America is locked in a struggle for survival against violent extremists who seek to destroy our way of life. Al Qaeda and similar groups have attacked the United States on our own soil and anounced their intentions of establishing a global caliphate based on Shari'a law. The United States is not their only target; they have perpetrated a number of attacks worldwide in pursuit of these aims. They claim grievances that date back to the Crusades in the Middle Ages and the loss of Andalusia (Spain) in 1492. Our enemies take a long view indeed. This enemy views itself in a protracted life-and-death struggle with the West and our ideas of freedom and democracy. We are, whether we like it or not, involved in a long war. Indeed, we see a strategic environment of persistent conflict, a protracted confrontation among state, nonstate and individual actors who will use violence to achieve political and ideological ends.

The Army Strategy: Continuous Modernization

A strategic environment of persistent conflict requires continuous modernization to stay ahead of our enemies whose asymmetric attacks have demonstrated their great adaptive abilities. Continuous modernization will need the best efforts of industry to innovate and speed product deliveries and, in turn, will require the will of the nation to bear the financial burdens these conditions impose for years to come.

Strategies are composed of ends, ways, means and risks. The "end" of our modernization strategy is to sustain the Army as the dominant landpower in the world, capable of full spectrum operations. There are four points to the Army modernization strategy.

* Rapidly field the best new equipment to the current force. The Army is committed to providing combatant commanders with the capabilities they need to win the nation's wars and to conduct operations across the full spectrum of operations. Current combat operations in Iraq and Afghanistan feature adaptive adversaries bent on defeating us. This fact requires us to maintain our technological advantage through continuous innovation and modernization. We have not stood still. Since 9/11, the Army has fielded 94 new systems for soldiers; we plan to field 64 more over the next 10 years.

Timing is everything in war. As the Army entered the global war on terrorism, the existing processes were too slow to effectively respond to wartime needs. The Army has corrected this deficiency by accelerating wartime acquisition and fielding through several initiatives, including the rapid equipping force and the rapid fielding initiative. These efforts procure commercial off-the-shelf equipment for deploying units. Today, we are institutionalizing these initiatives across the generating force.

Other initiatives include delivering Stryker variants to replace aging ambulances, M113 command vehicles, and nuclear, biological and chemical vehicles throughout the force. In addition, the Army now expedites resource decisions through the Army Requirements and Resourcing Board, which allows commanders in the field to pass their latest requirements directly to the Army Staff for rapid decision and action. We will continue to apply the lessons learned in war to accelerate the delivery of equipment to our soldiers.

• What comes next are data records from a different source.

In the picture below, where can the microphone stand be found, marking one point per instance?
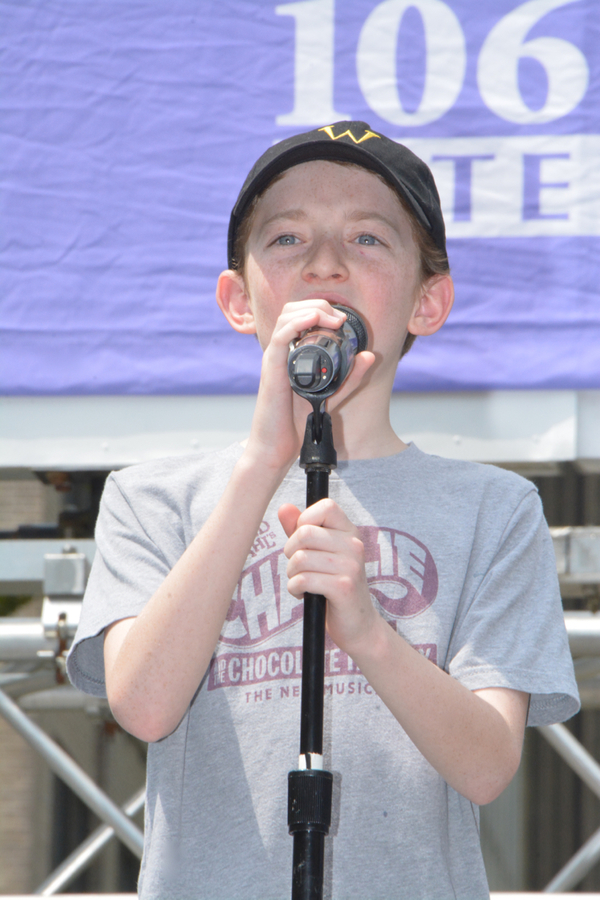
(310, 787)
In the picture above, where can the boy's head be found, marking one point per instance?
(357, 144)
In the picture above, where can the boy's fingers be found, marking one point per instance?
(288, 516)
(327, 514)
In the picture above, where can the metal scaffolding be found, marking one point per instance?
(32, 653)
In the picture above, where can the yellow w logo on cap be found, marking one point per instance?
(328, 129)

* Upgrade and modernize existing systems so that all soldiers have the equipment they need. Army Chief of Staff Gen. George W. Casey Jr. recently stated: "We must continuously modernize our forces to put our Cold War formations and systems behind us and to provide our soldiers a decisive advantage over our enemies." Existing systems slated for improvement include the soldier as a system program, the tactical wheeled vehicle fleet, aviation platforms, the Patriot missile system and the existing communications network.